赤鬼と天狗のからかい
鬼祭2日目の午後1時より、小太鼓を聞いて赤鬼が多数の警固の若者を従えて広前へ走って来る。続いて天狗を先頭に司天師と笹良児が繰り込んで、参道の中程に控えている。
まず、赤鬼は儀調場(八角)の中に入って、跪いて神前に祈念してから、撞木を打振り、高足取にて電光型に天狗へ向かって進み、それから「からかい」が始まるのである。
赤鬼が手を上げてさし招くと、天狗もこれに答えて、同じく手を上げて招き、天狗は薙刀を構えて大地を踏みしめながら進みより、跳び上がって赤鬼に迫れば、赤鬼は儀調場の前まで退き、日の丸の扇を上に掲げてたたかいを挑めば、天狗も日の丸の扇で応え、それより広前をあるいは退き、あるいは進み、相合った時、赤鬼はここで神秘のからかいの所作を行う。天狗は怒って薙刀を持ち直して赤鬼に向かう。
かくて、赤鬼は再三挑戦するが叶わず、だんだん追いつめられ、八角のところまで来て、遂に支えきれずに遁れ出る。この時、茶色の裃を着けた警固の若者は、赤鬼を取り囲みながら「アーカイ」と口々に叫びつつ二の鳥居まで逃げる。

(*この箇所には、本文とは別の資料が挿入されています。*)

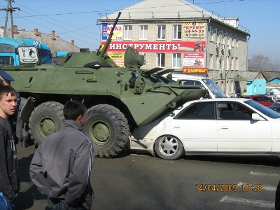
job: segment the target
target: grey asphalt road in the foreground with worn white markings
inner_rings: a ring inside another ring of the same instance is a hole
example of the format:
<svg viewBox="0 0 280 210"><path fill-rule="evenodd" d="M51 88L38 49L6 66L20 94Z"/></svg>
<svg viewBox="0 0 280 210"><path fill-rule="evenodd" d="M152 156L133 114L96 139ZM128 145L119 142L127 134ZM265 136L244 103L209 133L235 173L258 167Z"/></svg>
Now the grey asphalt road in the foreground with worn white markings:
<svg viewBox="0 0 280 210"><path fill-rule="evenodd" d="M22 189L17 210L48 209L48 200L29 178L35 150L34 145L18 148ZM274 209L279 165L274 157L191 156L170 161L123 153L96 158L92 209Z"/></svg>

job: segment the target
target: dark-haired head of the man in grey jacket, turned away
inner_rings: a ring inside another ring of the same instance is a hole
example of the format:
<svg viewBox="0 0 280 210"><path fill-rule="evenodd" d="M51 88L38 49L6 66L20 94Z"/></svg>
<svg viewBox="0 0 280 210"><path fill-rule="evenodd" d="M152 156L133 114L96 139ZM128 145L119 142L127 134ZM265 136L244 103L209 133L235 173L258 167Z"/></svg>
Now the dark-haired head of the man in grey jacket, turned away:
<svg viewBox="0 0 280 210"><path fill-rule="evenodd" d="M63 115L66 120L74 120L80 125L85 124L87 118L87 108L82 102L71 100L66 102L63 109Z"/></svg>

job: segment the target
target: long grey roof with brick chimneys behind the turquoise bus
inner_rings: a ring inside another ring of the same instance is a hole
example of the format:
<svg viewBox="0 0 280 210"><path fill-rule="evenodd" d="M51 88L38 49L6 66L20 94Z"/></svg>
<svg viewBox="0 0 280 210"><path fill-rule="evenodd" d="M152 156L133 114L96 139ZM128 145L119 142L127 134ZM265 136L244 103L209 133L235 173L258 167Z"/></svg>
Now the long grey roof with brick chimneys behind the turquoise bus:
<svg viewBox="0 0 280 210"><path fill-rule="evenodd" d="M0 36L3 37L4 29L0 28ZM10 29L7 29L6 31L7 36L11 37L11 31ZM50 34L44 34L39 32L40 36L36 36L34 34L34 31L23 31L18 30L18 34L14 34L14 38L33 38L37 41L41 41L41 43L46 43L48 47L50 48L51 52L80 52L80 48L78 48L75 45L72 45L71 43L64 41L63 39L59 38L58 36L55 36L55 40L52 40L50 37Z"/></svg>

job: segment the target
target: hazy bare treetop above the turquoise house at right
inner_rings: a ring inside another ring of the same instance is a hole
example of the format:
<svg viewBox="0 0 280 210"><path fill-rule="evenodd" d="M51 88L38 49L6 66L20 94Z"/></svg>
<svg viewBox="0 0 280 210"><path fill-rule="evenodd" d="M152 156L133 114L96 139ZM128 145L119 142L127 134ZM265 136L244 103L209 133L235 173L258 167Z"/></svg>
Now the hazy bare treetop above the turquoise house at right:
<svg viewBox="0 0 280 210"><path fill-rule="evenodd" d="M264 55L253 55L248 59L248 70L266 70L269 68L270 59Z"/></svg>

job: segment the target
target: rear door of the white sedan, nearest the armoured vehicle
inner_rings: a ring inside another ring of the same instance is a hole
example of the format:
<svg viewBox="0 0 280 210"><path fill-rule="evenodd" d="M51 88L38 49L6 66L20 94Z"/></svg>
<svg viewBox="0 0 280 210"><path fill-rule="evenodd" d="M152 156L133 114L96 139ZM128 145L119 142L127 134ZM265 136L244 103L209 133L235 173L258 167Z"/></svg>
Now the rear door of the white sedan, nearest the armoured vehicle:
<svg viewBox="0 0 280 210"><path fill-rule="evenodd" d="M172 132L183 141L186 152L217 152L214 102L197 102L172 120Z"/></svg>

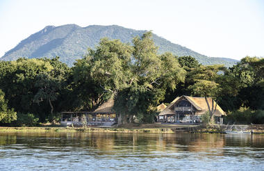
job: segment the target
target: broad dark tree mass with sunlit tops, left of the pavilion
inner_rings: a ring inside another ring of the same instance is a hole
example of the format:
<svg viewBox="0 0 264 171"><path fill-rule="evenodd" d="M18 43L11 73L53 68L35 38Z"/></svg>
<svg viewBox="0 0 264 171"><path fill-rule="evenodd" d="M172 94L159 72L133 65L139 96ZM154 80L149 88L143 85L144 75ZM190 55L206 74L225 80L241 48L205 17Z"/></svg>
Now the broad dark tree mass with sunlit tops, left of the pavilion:
<svg viewBox="0 0 264 171"><path fill-rule="evenodd" d="M67 65L61 63L58 57L2 61L0 81L3 84L0 88L6 93L8 106L19 113L34 113L40 117L41 122L44 122L51 111L49 99L51 101L55 100L55 97L63 99L58 95L58 90L64 93L67 89L65 77L68 73ZM60 102L61 104L63 103ZM54 111L61 109L54 107Z"/></svg>

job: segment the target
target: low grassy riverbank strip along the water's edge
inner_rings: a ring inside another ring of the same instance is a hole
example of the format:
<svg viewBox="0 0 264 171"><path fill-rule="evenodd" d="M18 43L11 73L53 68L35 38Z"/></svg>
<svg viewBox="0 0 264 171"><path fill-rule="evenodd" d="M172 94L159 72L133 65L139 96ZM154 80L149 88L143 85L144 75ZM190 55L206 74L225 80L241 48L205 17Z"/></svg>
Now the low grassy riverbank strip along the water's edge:
<svg viewBox="0 0 264 171"><path fill-rule="evenodd" d="M264 133L264 125L236 125L233 130ZM44 132L97 132L97 133L224 133L226 125L188 125L188 124L126 124L121 127L0 127L0 133L44 133Z"/></svg>

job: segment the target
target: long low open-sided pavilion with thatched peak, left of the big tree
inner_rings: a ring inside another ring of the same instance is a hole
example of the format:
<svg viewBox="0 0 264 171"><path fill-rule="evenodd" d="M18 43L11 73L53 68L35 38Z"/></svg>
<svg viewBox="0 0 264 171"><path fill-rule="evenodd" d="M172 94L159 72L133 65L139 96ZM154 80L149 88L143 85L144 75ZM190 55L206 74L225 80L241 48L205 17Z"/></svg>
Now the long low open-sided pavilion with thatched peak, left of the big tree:
<svg viewBox="0 0 264 171"><path fill-rule="evenodd" d="M117 114L113 111L114 100L109 99L93 112L62 112L63 126L112 126L117 123Z"/></svg>

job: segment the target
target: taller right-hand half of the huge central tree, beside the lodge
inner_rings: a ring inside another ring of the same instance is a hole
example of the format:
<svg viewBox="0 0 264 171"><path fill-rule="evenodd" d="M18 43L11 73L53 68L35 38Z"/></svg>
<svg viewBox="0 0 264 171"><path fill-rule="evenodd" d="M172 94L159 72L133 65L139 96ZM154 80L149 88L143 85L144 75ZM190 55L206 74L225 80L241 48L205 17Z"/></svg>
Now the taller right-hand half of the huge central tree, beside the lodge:
<svg viewBox="0 0 264 171"><path fill-rule="evenodd" d="M185 72L172 54L157 54L151 32L133 39L133 63L130 87L124 95L117 96L115 110L131 117L135 115L143 122L153 122L156 105L164 99L167 88L176 88L185 78ZM125 112L124 112L125 111ZM121 115L122 116L122 115Z"/></svg>

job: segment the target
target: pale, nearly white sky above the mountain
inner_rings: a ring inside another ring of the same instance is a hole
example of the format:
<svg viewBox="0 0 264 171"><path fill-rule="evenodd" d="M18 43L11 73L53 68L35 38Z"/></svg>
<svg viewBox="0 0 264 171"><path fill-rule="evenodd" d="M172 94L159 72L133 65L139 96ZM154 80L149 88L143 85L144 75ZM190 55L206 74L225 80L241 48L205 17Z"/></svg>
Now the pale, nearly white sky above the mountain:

やがて引返して社務所に来て、供え物のタンキリ飴の土産を置いて境内に走り出て、氏子の町々を駈け廻るのである。
この時、茶色の裃を着け、赤足袋をはき、タンキリ飴の入った袋を持った赤組の大勢の若衆が「アーカイ」と呼びつつ、タンキリ飴をまき散らすので、群衆は争ってこれを拾うのである。